Die Grenze zwischen Deutschland und Tschechien ist seit einigen Wochen wieder offen, aber der Tourismus kommt nur langsam wieder ins Rollen. Unsere LandesBloggerin berichtet über ihre Eindrücke von einem weniger touristischen Prag.
Das letzte und zugleich erste Mal, dass ich in Prag war, ist schon eine Weile her. Damals war die Welt noch eine andere und eine Pandemie kannte man höchstens aus den Geschichtsbüchern. Ich suchte mir für meinen ersten Besuch in der tschechischen Hauptstadt vor ein paar Jahren aber nicht den günstigsten Zeitpunkt aus, wie sich hinterher herausstellte. Es war im Dezember, wenige Wochen vor Weihnachten. Im Internet las ich, dass Prag zur Weihnachtszeit durch die vielen Weihnachtsmärkte und historischen Gebäude einen ganz besonderen Zauber entfalten soll. Auf diversen Listen zu den schönsten Orten für den Weihnachtsurlaub findet sich Prag regelmäßig auf dem ersten Platz. Mit der Idee stand ich aber nicht alleine da. Unglaublich viele Touristen drängten sich mit mir durch den bekannten Altstädter Weihnachtsmarkt, um einen Blick auf den riesigen Weihnachtsbaum zu bekommen und die süßen Baumstriezel (Trdelník) zu probieren. Nach dem Wochenende fuhr ich ziemlich erschöpft nach Hause und nahm mir vor, touristische Reiseziele erstmal zu meiden. Jährlich kommen etwa sechsmal so viele Touristen nach Prag wie die Stadt Einwohner hat. „Übertourismus“ (engl. Overtourism) hatte sich in der tschechischen Hauptstadt zu einem Problem entwickelt, bei der nicht nur die Einheimischen die Touristen als Störfaktor wahrnehmen, sondern die Besucher selbst die hohe Zahl der sie umgebenden Touristen als störend empfinden.
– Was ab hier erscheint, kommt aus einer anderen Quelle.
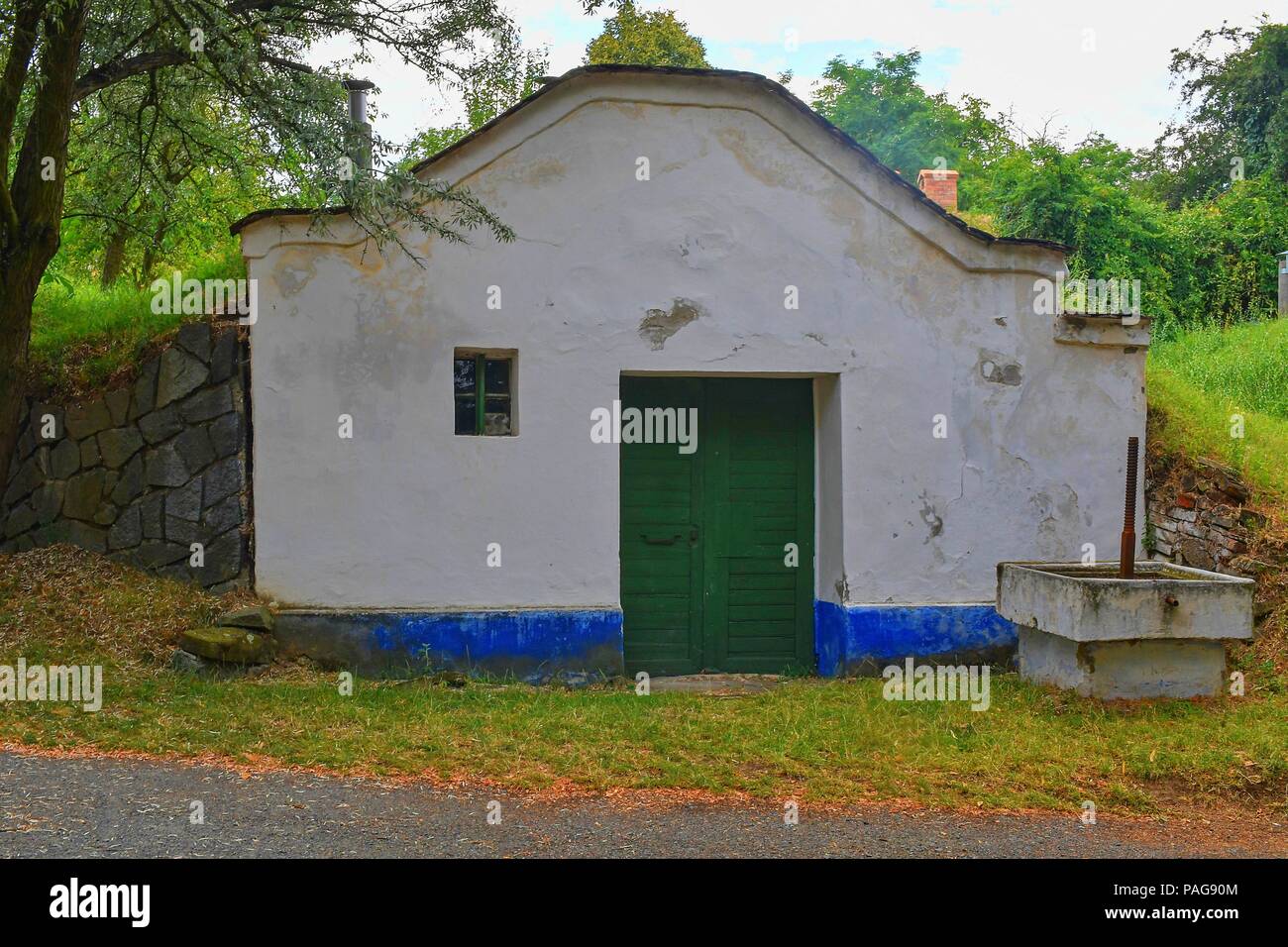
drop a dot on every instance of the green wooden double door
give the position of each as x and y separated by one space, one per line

Ein bei Touristen beliebter Ort ist auch die Burg Vyšehrad. Von dort lässt sich ein wunderbarer Ausblick auf die „goldene Stadt“ genießen. Foto: Stephanie Bergwinkl
Alles anders durch Corona
Durch die Coronakrise hat sich dieses Problem nun umgekehrt. Der Tourismus ist eingebrochen, die Hotels kämpfen ums Überleben und die Stadt Prag startet ab Juli die Aktion „In Prag wie zu Hause“, um die Besuchszahlen wieder anzukurbeln. Aktuell erlebt man die Hauptstadt wie lange nicht mehr. Leer kommen mir die Straßen aber trotzdem nicht vor. Viele Einheimische tummeln sich in der Altstadt und genießen die Sonnenstrahlen am Moldau-Ufer. Etwas ungewohnt ist es aufgrund der Pandemie aber noch, so viele Menschen in großen Gruppen zu sehen. Die Sperrstunde der Bars um 23 Uhr wird konsequent eingehalten. Die Barbetreiber zeigen sich aber kulant, indem man sein Getränk draußen vor der Tür austrinken kann oder es in Plastikbecher abgefüllt bekommt. Das berühmte Prager Nachtleben ist zwar bei Weitem noch nicht zum Alten zurückgekehrt, aber es finden schon wieder kleine Konzerte und Veranstaltungen statt. Bei dem Konzert einer lokalen Band herrscht Maskenpflicht und ich habe das Gefühl, dass die meisten sehr respektvoll den Sicherheitsabstand einhalten. Vor kurzem hat die Karlsuniversität (Univerzita Karlova), als größte Universität des Landes, bekannt gegeben, wieder Erasmus-Studierende aufzunehmen und zu entsenden. Dabei gibt es laut der Abteilung für internationale Beziehungen nicht weniger Studierende, die für ein Erasmus-Semester nach Prag kommen wollen als vor der Pandemie. Auch die Touristen werden früher oder später wieder zurückkommen. Deswegen ist es umso schöner, aktuell noch ein etwas anderes Prag zu genießen.